Miércoles, 22 Marzo 2017

Oil dips as US inventories rise

Rising US output continues to undermine Opec output cuts.
UPSTREAMONLINE.COM

REUTERS

Oil prices dipped on Wednesday as rising crude stocks in the US underscored an ongoing global fuel supply overhang despite an Opec-led effort to cut output.
 
Prices for front-month Brent crude futures, the international benchmark for oil, were at $50.89 per barrel early on Wednesday, down 7 cents from their last close.
 
US West Texas Intermediate crude futures were down 10 cents at $48.14 a barrel.
 
"Crude oil prices fell as concerns over rising US inventories resurfaced," ANZ bank said on Wednesday.
 
US crude inventories climbed by 4.5 million barrels in the week to 17 March to 533.6 million, the American Petroleum Institute (API) said late on Tuesday.
 
"The American Petroleum Institutes' crude inventories stuck the knife into crude overnight, coming in at a 4.5 million barrel increase against an expected increase of 2.8 million barrels," said Jeffrey Halley, senior market analyst at futures brokerage OANDA in Singapore.
 
"If the API stuck the knife in, tonight's EIA Crude Inventory figures may twist it.
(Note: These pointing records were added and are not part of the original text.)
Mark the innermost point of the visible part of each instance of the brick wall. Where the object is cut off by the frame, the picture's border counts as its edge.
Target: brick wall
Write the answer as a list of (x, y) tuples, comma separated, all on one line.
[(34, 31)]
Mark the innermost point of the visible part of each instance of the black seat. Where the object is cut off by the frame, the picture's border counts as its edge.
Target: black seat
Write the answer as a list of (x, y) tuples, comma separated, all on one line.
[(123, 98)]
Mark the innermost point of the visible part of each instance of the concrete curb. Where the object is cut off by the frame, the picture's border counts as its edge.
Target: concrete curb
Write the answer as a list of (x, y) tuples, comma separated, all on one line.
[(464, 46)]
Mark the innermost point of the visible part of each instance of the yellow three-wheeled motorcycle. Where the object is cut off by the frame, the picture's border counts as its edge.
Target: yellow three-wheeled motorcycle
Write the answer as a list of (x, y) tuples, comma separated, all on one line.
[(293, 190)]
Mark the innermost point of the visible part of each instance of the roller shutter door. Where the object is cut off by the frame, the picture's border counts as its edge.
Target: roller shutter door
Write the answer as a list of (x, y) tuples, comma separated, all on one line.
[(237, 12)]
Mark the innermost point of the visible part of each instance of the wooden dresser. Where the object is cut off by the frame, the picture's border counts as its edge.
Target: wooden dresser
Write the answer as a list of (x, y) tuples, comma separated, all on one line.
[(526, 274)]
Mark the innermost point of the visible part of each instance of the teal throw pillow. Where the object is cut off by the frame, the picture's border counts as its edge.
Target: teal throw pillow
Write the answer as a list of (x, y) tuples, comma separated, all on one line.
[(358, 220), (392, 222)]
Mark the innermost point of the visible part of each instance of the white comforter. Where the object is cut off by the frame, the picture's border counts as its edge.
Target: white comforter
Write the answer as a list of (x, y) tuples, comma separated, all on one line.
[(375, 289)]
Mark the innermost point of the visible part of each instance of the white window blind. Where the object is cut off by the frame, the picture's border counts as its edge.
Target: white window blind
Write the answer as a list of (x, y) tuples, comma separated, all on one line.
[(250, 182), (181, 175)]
A blowout above the 2.1 million barrel increase expected, may well torpedo oil below the waterline," he added.
 
Official US Energy Information Administration (EIA) oil storage data is due on Wednesday.
 
The bloated storage comes as US oil production has risen over 8% since mid-2016 to more than 9.1 million barrels per day, levels comparable to late 2014, when the oil market slump started.
 
Rising production in the US and elsewhere, and bloated inventories, are undermining efforts led by Opec to cut output and prop up prices.
 
"2017-19 is likely to see the largest increase in mega projects production in history," Goldman Sachs said in a note to clients on Tuesday.
 
"Led by US shale, (this) could create a material oversupply in 2018-19. As Opec prepares for its 25 May meeting, it is likely to weigh the relative benefit of stability (extend the cut) versus the risk of long-term (market) share loss," the bank added.